Why You Should Consider Using A Foam Roller
By: Dr. Sean Miller
Perhaps you have seen those cylindrical chunks of foam sitting in the corner of your gym and looking at them with some confusion. You may have even seen someone utilizing that tool in various manners and think to yourself, “Is that really necessary?”. Foam rolling offers so many potential benefits to your overall health and well-being that by the end of this, you will be CONVINCED it needs to be part of your workout routine.
What is Foam Rolling?
Foam rolling is a self-myofascial release (SMR) technique. Research has shown that utilizing this device has a similar effect as getting a sports massage. While working out, you may have experienced physical trauma, potential scarring. or inflammation, causing your fascia to lose some of its elasticity. When this occurs, the fascia surrounding your muscles becomes tight and restricted, leading to pain.

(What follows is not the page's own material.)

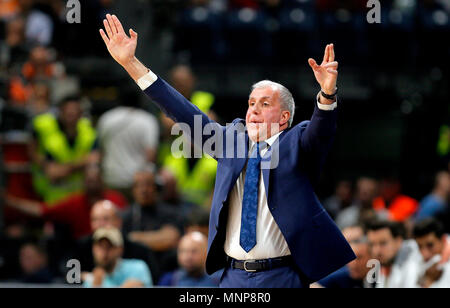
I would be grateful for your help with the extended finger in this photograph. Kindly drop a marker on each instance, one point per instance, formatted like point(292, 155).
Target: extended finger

Increased circulation, leading for faster recovery post-workout
Improved range of motion
Optimize muscle-length balance across joints to reduce injury
Breaking up scar tissue that can occur during your training
Relieving pain, soreness, and stiffness
Increase flexibility which leads to lengthened muscles, allowing you to strengthen your muscle throughout a greater range of motion.
Types of Foam Rollers:
Textured rollers have ridges and knobs on the surface. They are used to work deeper into muscles, and work out knots (trigger points) and tension.

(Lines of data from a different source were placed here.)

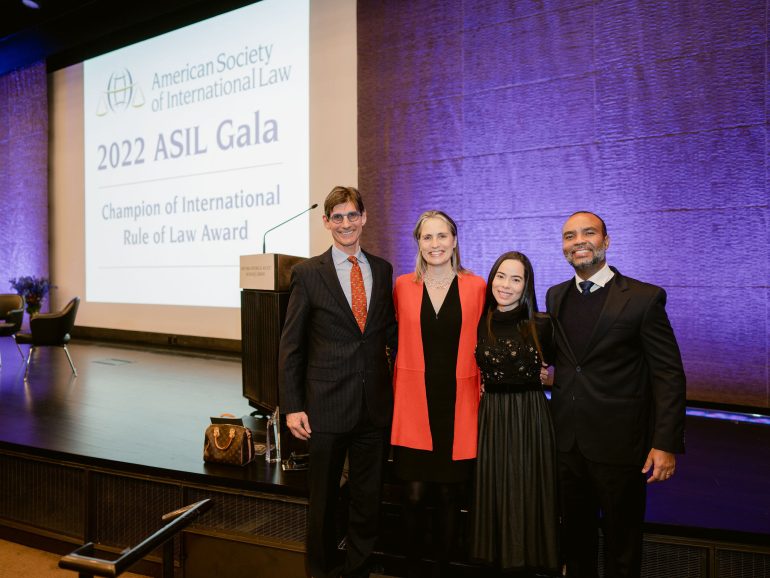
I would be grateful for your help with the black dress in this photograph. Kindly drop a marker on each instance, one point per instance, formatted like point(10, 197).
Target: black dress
point(440, 343)
point(514, 521)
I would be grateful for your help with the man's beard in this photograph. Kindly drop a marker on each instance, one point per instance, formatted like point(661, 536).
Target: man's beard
point(599, 255)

Smooth rollers are known for having a smooth, dense foam surface. They are best for people new to foam rolling. This option is less expensive and less “intense” than the textured option.
Foam-covered massage sticks can be used to deeply massage your legs or upper back.
Is it Safe?
Foam rolling is generally considered safe to do if you experience muscle tightness or regularly exercise.
Avoid foam rolling if you have a serious injury (i.e muscle tear), unless your doctor or a physical therapist has cleared you first
Also avoid rolling over small joints like your knees, elbows, and ankles.
Roll muscle groups separately (i.e 1st your calves, then your quads) to reduce stress on the knee.
How Do I Get Started?
There are numerous sources online to view beginner foam rolling techniques. However, seeking out the guidance of a physical therapist can help you create a meaningful, individualized plan.
Start with light pressure and build up as you get used to foam rolling.
To adjust pressure, reduce the amount of body weight you’re putting onto the roller.
Slowly roll sore, achy areas for 10 seconds to start, then work up to 30 to 60 seconds at a time.
Drink plenty of water (like you would do after a massage) after foam rolling to help with recovery.
Foam rolling can be an effective way to reduce muscle tension before starting your workout and after you finish up. If you stay consistent, you will begin to feel less sore and experience a reduction in your usual aches and pains. To note, it is important to consult your doctor or physical therapist prior to using any new tool with your daily routine. So get after it and start feeling better both in and out of the gym!